Jupiter nodded. “I’ll make contact. He’ll get the parameters by tonight.”
Kawan ran a hand down his face. “How the hell did we get here?”
“Doesn’t matter.” Thor shut the file. “But now we’re part of the committee.”
“What committee?” Kawan asked.
“The one tasked with recovering the missing AI software.” Thor looked between them. “Joint task force. Navy oversight. Two agents from Homeland Security and us.”
“A SEAL team? Working on US soil?” Pipe asked, incredulous. “To locate something a black ops task force lost in South America during… never mind.” Pipe shook his head.
“I’m just glad it’s my unit, giving us some leeway on how we do things,” Thor said. “They’re calling it military continuity presence—whatever the fuck that means.”
Kawan snorted. “I’ll give you the translation. Fall guys if shit hits the fan.”
“Well, that’s always the given,” Thor said with a grim smile.
Brick stood. “You’ve got us as backup.”
The room emptied slowly. Brick and Tonka headed out the back, Pipe drifting after them, Thor at his side as they discussed… something.

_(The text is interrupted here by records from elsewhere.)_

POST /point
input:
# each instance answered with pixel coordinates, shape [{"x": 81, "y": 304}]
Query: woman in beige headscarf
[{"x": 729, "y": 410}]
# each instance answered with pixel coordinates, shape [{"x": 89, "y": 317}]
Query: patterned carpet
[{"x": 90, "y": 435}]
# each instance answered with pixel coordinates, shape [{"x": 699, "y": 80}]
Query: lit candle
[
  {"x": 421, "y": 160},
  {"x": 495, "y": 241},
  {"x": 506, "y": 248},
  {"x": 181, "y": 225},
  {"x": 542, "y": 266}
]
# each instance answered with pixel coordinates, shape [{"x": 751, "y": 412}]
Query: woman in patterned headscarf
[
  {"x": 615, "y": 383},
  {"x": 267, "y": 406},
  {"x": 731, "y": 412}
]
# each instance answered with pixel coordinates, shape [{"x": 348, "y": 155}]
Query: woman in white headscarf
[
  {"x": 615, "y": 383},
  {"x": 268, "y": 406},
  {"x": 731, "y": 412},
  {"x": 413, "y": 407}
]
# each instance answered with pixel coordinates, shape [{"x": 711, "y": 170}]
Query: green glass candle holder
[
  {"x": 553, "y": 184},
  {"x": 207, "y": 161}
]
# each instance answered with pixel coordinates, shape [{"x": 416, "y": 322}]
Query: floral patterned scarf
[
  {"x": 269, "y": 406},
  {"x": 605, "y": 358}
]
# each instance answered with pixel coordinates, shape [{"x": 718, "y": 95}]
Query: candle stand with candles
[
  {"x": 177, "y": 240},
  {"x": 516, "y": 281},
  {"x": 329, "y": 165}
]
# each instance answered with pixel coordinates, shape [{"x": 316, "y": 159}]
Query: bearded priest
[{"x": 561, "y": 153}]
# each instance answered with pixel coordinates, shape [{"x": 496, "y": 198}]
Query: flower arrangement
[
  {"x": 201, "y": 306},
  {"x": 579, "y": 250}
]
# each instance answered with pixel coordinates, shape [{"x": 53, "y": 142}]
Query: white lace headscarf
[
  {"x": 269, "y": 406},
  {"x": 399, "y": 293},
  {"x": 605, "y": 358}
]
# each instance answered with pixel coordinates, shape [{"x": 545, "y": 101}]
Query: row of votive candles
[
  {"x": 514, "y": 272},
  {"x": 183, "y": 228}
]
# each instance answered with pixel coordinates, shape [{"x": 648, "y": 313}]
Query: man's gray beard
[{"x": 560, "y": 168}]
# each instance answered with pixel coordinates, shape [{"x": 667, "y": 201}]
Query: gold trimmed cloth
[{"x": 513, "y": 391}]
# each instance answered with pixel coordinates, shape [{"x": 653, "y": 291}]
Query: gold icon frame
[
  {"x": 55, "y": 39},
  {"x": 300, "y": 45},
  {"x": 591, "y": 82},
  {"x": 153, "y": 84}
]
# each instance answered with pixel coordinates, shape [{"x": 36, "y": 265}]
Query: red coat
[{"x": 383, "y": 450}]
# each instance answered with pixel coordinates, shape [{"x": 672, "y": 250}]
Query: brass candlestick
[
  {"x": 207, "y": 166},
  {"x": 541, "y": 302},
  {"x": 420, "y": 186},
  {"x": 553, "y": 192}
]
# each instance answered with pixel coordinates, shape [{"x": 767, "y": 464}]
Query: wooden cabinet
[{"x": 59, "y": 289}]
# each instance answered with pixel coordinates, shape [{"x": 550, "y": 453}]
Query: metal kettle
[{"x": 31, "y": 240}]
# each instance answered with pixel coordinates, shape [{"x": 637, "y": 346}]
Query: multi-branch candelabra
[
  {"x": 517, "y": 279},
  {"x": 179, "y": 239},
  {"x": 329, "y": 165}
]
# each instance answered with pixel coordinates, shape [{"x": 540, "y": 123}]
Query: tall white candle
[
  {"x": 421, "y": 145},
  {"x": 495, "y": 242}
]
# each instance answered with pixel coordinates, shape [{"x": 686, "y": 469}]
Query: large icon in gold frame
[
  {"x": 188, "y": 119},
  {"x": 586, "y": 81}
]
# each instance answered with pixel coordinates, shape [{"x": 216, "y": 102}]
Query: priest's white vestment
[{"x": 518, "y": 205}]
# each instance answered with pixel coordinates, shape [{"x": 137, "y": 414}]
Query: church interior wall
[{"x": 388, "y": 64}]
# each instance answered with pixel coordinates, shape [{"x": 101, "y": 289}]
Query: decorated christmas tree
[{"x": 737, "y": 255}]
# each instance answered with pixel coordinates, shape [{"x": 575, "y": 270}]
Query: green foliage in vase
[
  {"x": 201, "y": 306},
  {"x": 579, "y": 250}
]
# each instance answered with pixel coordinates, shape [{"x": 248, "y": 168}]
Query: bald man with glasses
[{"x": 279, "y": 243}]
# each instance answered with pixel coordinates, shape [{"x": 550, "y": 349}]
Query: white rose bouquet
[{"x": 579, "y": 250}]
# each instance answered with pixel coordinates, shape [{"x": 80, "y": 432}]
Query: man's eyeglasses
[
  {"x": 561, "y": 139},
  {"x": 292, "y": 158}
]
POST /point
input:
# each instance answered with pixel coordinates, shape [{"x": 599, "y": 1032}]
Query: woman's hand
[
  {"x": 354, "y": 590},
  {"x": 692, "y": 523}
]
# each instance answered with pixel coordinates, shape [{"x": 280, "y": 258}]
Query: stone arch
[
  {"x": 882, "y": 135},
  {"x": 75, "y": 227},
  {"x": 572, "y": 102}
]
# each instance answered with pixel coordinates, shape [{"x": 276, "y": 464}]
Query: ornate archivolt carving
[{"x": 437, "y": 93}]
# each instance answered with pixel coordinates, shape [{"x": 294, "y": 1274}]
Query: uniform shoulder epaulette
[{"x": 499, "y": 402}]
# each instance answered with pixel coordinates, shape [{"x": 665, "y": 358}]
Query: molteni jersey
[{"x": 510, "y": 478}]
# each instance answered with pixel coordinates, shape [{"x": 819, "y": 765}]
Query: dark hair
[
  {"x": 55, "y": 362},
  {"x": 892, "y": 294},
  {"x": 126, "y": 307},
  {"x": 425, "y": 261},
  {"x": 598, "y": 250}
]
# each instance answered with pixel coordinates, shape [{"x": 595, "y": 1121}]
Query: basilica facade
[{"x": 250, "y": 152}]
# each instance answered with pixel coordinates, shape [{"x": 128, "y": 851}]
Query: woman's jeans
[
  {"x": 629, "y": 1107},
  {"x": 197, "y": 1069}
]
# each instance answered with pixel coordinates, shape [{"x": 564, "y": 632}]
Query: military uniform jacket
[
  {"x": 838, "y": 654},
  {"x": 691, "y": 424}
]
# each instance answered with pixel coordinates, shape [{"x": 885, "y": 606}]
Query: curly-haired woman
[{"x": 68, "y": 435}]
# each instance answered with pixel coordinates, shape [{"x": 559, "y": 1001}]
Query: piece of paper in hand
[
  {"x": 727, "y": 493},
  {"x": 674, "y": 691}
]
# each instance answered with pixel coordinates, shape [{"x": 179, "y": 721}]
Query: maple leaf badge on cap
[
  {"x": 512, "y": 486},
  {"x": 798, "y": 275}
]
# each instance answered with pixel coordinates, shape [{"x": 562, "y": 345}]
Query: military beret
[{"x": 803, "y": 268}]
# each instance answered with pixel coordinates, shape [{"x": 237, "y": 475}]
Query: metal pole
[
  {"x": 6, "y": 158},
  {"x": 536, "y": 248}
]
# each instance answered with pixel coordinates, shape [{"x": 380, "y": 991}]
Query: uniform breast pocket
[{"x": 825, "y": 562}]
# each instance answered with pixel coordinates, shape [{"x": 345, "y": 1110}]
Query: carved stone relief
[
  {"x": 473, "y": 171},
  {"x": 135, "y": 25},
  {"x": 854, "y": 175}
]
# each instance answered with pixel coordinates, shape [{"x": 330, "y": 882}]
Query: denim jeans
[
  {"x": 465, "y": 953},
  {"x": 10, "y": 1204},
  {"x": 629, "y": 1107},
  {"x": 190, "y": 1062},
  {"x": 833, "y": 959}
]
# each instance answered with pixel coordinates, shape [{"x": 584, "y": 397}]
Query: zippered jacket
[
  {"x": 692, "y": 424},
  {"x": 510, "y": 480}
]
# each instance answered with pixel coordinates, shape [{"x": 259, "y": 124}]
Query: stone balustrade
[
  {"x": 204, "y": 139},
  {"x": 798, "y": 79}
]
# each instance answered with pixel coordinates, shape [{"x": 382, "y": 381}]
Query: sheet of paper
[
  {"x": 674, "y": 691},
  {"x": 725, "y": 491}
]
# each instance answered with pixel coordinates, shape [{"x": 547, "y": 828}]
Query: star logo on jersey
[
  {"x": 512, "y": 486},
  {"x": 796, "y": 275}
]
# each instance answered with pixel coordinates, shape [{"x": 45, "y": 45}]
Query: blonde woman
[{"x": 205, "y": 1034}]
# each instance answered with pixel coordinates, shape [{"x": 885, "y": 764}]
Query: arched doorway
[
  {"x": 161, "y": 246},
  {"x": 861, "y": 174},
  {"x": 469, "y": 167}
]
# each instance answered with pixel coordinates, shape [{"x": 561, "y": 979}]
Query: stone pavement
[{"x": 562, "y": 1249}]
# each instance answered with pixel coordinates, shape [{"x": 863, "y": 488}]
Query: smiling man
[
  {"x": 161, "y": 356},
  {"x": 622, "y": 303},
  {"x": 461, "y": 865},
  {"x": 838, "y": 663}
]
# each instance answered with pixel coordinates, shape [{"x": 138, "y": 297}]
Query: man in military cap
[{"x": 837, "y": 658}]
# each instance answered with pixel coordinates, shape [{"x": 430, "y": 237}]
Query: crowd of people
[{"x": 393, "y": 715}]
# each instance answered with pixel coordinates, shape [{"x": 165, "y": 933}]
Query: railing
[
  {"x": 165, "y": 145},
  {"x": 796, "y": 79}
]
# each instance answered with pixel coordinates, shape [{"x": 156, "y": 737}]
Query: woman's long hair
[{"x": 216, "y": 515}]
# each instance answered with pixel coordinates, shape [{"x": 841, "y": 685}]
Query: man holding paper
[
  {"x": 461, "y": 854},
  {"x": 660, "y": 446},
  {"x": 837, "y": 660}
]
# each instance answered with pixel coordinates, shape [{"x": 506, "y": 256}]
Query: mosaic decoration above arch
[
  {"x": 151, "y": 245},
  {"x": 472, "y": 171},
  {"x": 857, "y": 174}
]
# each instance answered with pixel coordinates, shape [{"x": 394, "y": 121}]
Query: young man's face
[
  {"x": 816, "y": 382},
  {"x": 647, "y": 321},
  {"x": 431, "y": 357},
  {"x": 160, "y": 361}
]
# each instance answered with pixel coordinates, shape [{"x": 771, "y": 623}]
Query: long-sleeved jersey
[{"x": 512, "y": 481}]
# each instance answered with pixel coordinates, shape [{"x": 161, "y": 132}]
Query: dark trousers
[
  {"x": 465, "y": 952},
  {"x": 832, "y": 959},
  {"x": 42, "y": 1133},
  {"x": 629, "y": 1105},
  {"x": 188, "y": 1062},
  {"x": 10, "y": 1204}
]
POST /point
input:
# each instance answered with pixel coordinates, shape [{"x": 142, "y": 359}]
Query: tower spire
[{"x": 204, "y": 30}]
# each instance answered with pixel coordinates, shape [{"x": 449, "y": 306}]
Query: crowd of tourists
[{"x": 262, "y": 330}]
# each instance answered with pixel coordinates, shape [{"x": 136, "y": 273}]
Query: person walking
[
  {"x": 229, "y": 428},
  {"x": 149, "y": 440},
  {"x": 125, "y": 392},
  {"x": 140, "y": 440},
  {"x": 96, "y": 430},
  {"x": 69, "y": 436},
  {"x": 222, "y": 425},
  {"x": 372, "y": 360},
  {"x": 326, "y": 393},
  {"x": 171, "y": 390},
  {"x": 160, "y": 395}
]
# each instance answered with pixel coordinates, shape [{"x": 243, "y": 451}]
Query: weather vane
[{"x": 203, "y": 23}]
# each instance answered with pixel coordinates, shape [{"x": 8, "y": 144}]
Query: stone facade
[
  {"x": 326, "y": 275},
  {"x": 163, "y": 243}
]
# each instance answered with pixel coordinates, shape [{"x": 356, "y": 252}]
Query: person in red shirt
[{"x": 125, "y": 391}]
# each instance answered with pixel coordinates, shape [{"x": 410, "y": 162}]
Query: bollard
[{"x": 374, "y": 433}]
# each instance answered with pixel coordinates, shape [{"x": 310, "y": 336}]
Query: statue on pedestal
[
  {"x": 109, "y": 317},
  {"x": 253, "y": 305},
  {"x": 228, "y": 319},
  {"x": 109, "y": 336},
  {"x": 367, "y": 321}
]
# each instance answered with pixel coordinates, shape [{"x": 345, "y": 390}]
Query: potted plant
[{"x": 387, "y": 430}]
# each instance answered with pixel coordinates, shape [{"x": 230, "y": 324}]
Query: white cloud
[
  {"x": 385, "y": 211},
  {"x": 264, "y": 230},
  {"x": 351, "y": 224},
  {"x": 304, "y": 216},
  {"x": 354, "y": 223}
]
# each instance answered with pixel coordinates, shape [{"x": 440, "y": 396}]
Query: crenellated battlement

Meeting Grady felt like walking into a trap—even if they controlled the location. But they needed answers. And right now, Grady was their only lead.
Kawan followed Jupiter toward the cabins. The grass squished underfoot as they moved beneath a cloudless sky. Sunlight filtered through cottonwoods, the breeze sharp with the promise of rain that hadn’t come yet.
Too many variables. Too many unknowns. He didn't like any of it.
“You’re sprinting.” Kawan had to practically jog to keep up with his buddy.
“I’m worried about Specs.” Jupiter sighed.
“She’s looping like a corrupted algorithm.
When she’s not focused on the footage, she’s trying to get back on the darknet boards—hoping to find anything that might connect the dots.
I locked down access, but she’s smart enough to find a workaround, especially if I’m not around to stop her. ”
“While I know she needs to take a breath,” Kawan said. “She might be the only one who recognizes the clue we need to dig out of the haystack.”
“True, but that’s not even the point.”
“You seem to have taken a shine to Specs.”
“I understand her.” Jupiter slowed his pace.
“She’s stuck between the tech world that makes sense.
That gives her order. That she can somewhat control, and this ridiculous world that we live in, that’s filled with chaos.
She managed to bridge both worlds by being on the fringe.
That just blew up—literally. Until she can reconcile that she didn’t do anything wrong.
That it wasn’t her or her skills that caused the mission to implode, she’s never going to get out of her own head.
I’ve been where she is, and it’s not easy to crawl out of. ”
“We’ve all been there.” Kawan stopped just short of Jupiter’s cabin. “Lark thinks acceptance is balance. That naming the loss and pushing forward means she’s handling it.”
“Yeah, but naming and feeling it are two different things. That shit catches you in the end.”
“It sure does,” Kawan said. “I’ve seen her bleed and never blink. But watching her silently fall apart … It’s worse. She thinks softening is weakness. That letting me in—hell, letting anyone in—means surrender.”
Jupiter studied him. “But she’s here, and she hasn’t shut you out.”
“For now.” Kawan exhaled. “But this isn’t over.
The mission failed. The AI’s gone. And now, we’re expected to pick up the broken pieces and chase ghosts while the people who betrayed us vanish into the shadows.
” He peered inside the wooden structure, and a dim light glowed behind the curtain. Specs hunched over something.
“I'd better get in there,” Jupiter said. “Before she finds herself in a black hole she can’t get out of.”
“Call if you need anything.”
“Same goes for you.” Jupiter slapped him on the back.
Kawan turned and strolled toward his cabin with his heart in his throat. He knew Lark, and he had maybe twenty-four hours to get her to face some of her emotions before they both went back out into battle.